Exercise: Experiment with landscape painting in watercolours

The best-known names in nineteenth-century English landscape are JMW Turner and John Constable. As always, new materials and process were important. Both painters worked in watercolour and oils; Constable made his preparatory studies for the large oil paintings in watercolour. Turner retained historical or mythological references in some of his pictures, especially his oil paintings. Constable, on the other hand, was a strong advocate of landscape as important in its own right, independently of such references.The growing popularity of the genre in England saw the appearance of numerous books of instruction for the landscape painter, each with their own approach. Writing in the late eighteenth century, the English watercolour artist Alexander Cozens emphasised creative imagination and the demands of the picture as a whole. By 1814, David Cox was more concerned with picturesque incident, encouraging the student ‘ever to keep in view the principal object which induced him to make the sketch’, such as ‘thatched cottages, ivied ruins, old windmills, rustic bridges, dock-fringed pools, stooping willows’. In 1842, T H Fielding was publishing an elaborate chart of colours with comments on their use.

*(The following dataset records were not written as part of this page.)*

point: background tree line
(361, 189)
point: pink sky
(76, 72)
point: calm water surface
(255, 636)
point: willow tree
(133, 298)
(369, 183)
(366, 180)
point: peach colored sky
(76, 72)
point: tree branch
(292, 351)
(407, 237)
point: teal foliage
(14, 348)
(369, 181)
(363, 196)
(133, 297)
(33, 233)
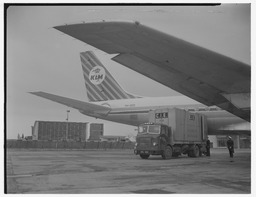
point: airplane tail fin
(100, 84)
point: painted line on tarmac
(19, 175)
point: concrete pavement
(120, 171)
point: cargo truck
(170, 133)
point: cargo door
(203, 125)
(194, 127)
(177, 119)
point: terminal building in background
(59, 131)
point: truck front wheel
(144, 156)
(194, 152)
(167, 153)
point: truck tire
(194, 151)
(144, 156)
(167, 153)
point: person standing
(208, 146)
(230, 145)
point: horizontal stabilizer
(85, 107)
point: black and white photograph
(127, 98)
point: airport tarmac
(122, 172)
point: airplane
(109, 101)
(201, 74)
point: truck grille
(145, 142)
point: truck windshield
(153, 129)
(143, 129)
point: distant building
(59, 131)
(114, 138)
(96, 131)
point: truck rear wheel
(144, 156)
(167, 153)
(194, 151)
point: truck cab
(153, 139)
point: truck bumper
(148, 152)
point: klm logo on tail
(100, 84)
(97, 75)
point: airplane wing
(83, 107)
(203, 75)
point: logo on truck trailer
(161, 115)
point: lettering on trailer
(191, 117)
(97, 75)
(161, 115)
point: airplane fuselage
(135, 111)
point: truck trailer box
(185, 126)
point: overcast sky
(40, 58)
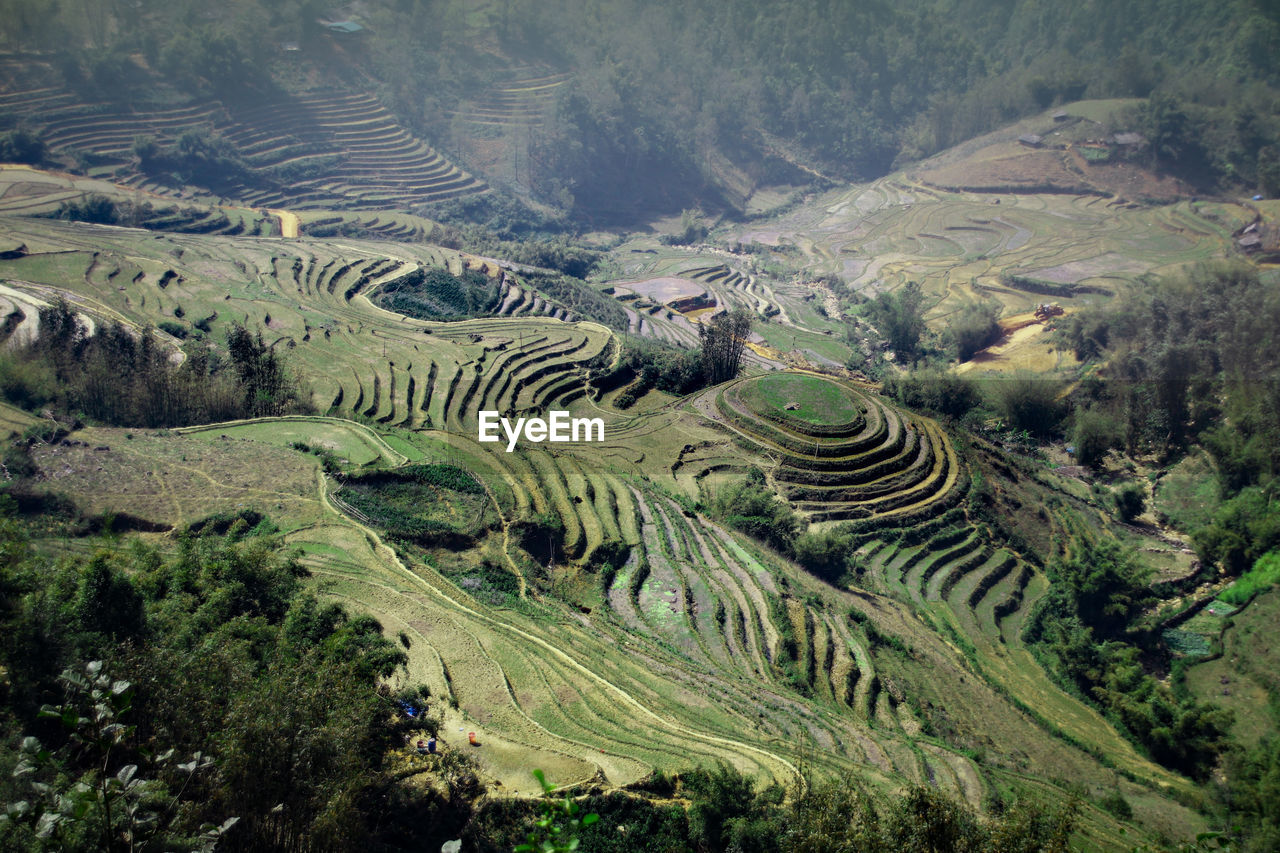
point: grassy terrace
(699, 647)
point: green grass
(1264, 575)
(1247, 675)
(801, 397)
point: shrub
(1130, 500)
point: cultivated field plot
(1016, 247)
(677, 642)
(167, 480)
(310, 297)
(668, 290)
(315, 150)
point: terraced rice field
(319, 149)
(872, 461)
(1016, 249)
(673, 641)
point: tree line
(131, 378)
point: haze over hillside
(796, 425)
(616, 112)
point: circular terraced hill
(841, 452)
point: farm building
(1129, 140)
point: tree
(973, 328)
(261, 375)
(1027, 401)
(722, 343)
(900, 318)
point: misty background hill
(616, 112)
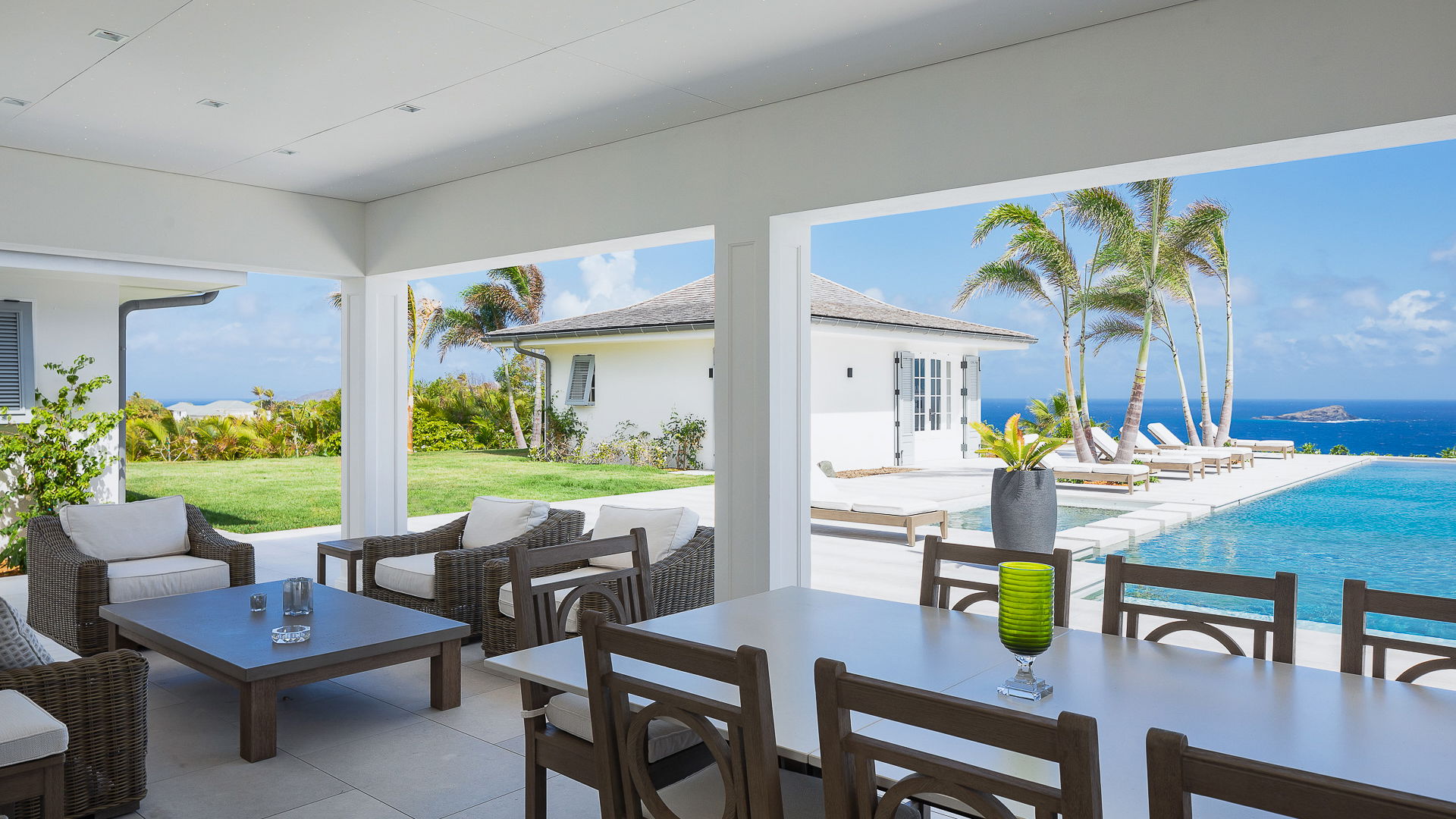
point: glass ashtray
(291, 632)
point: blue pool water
(1392, 525)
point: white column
(762, 406)
(375, 373)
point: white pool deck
(369, 746)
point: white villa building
(887, 385)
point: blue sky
(1345, 287)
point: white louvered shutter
(905, 409)
(580, 387)
(17, 388)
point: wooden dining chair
(1279, 589)
(1175, 773)
(1353, 635)
(937, 589)
(558, 725)
(849, 758)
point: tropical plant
(52, 460)
(1038, 265)
(1125, 226)
(1012, 447)
(510, 297)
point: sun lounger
(830, 500)
(1283, 447)
(1109, 472)
(1161, 461)
(1244, 457)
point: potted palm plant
(1024, 493)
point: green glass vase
(1027, 599)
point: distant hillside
(319, 395)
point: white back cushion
(128, 531)
(497, 519)
(667, 529)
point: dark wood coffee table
(216, 634)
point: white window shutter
(17, 353)
(905, 409)
(580, 387)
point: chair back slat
(849, 758)
(1175, 773)
(937, 588)
(745, 751)
(542, 611)
(1273, 639)
(1360, 601)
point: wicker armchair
(682, 580)
(67, 588)
(102, 700)
(459, 572)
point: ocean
(1391, 428)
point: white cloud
(607, 281)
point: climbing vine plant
(52, 460)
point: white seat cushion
(497, 519)
(507, 599)
(127, 531)
(664, 738)
(164, 576)
(701, 796)
(27, 730)
(410, 575)
(667, 529)
(19, 645)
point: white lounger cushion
(410, 575)
(164, 576)
(498, 519)
(27, 730)
(667, 529)
(127, 531)
(507, 596)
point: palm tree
(510, 297)
(1103, 210)
(1201, 231)
(1037, 265)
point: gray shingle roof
(691, 306)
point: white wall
(641, 379)
(72, 319)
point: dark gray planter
(1024, 509)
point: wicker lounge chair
(682, 580)
(459, 573)
(67, 586)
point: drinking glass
(297, 596)
(1025, 599)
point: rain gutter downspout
(545, 388)
(127, 308)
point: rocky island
(1320, 414)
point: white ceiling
(498, 82)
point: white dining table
(1381, 732)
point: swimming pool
(1389, 523)
(1068, 516)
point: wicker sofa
(459, 582)
(682, 580)
(102, 700)
(67, 588)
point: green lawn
(265, 494)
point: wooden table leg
(444, 676)
(258, 719)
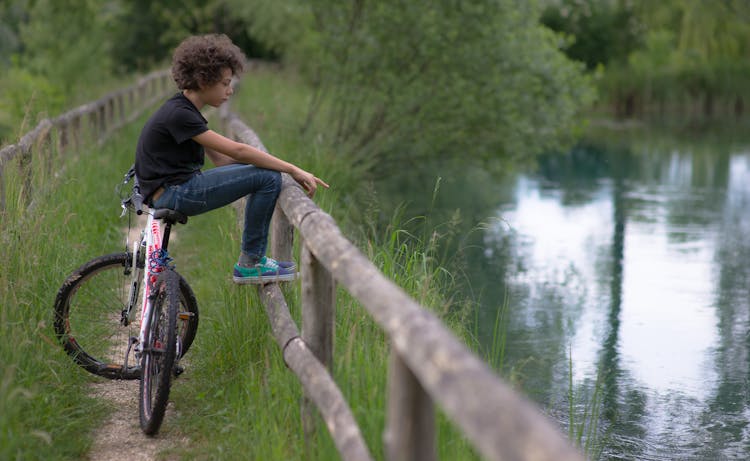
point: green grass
(44, 414)
(237, 399)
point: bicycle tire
(159, 352)
(88, 309)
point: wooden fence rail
(97, 119)
(428, 363)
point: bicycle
(97, 314)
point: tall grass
(237, 400)
(46, 230)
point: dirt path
(120, 437)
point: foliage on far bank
(420, 79)
(672, 57)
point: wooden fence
(427, 362)
(72, 129)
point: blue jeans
(223, 185)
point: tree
(405, 80)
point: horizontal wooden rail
(99, 118)
(428, 362)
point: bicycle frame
(148, 261)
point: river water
(618, 275)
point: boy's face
(216, 94)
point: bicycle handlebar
(135, 199)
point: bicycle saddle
(170, 216)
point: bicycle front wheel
(88, 317)
(159, 352)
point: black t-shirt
(166, 154)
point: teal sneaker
(266, 271)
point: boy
(172, 144)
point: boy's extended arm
(244, 153)
(219, 159)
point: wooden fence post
(410, 422)
(282, 236)
(318, 307)
(318, 311)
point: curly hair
(198, 61)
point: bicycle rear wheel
(159, 352)
(88, 313)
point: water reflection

Writing about a watercolour of Cayne Waterfall by Thomas Girtin, Laurence Binyon said:

“The cartridge paper which he was the first to use has a warm tone, yet by a cunning opposition of blues this same paper, where it is left blank for the gleam of falling water, appears pure white. The precision of the brush seems perfectly spontaneous, as it moulds the rocks and evokes the shapes or foliage and defines the interrupted threads of spray.”

In watercolour, accurate attention to effects and the means which produce them is vital; washes and opaque passages have their own qualities. If you’ve never worked in watercolour, now might be a good time to experiment with this medium for yourself.

If you don’t feel confident enough to attempt some watercolour work, do some research into early nineteenth-century watercolour landscape painting. (You don’t have to confine yourself to British artists.) In your learning log, reflect on the properties of the medium that made it so popular for this type of work, both for artists and audiences. (course notes p121)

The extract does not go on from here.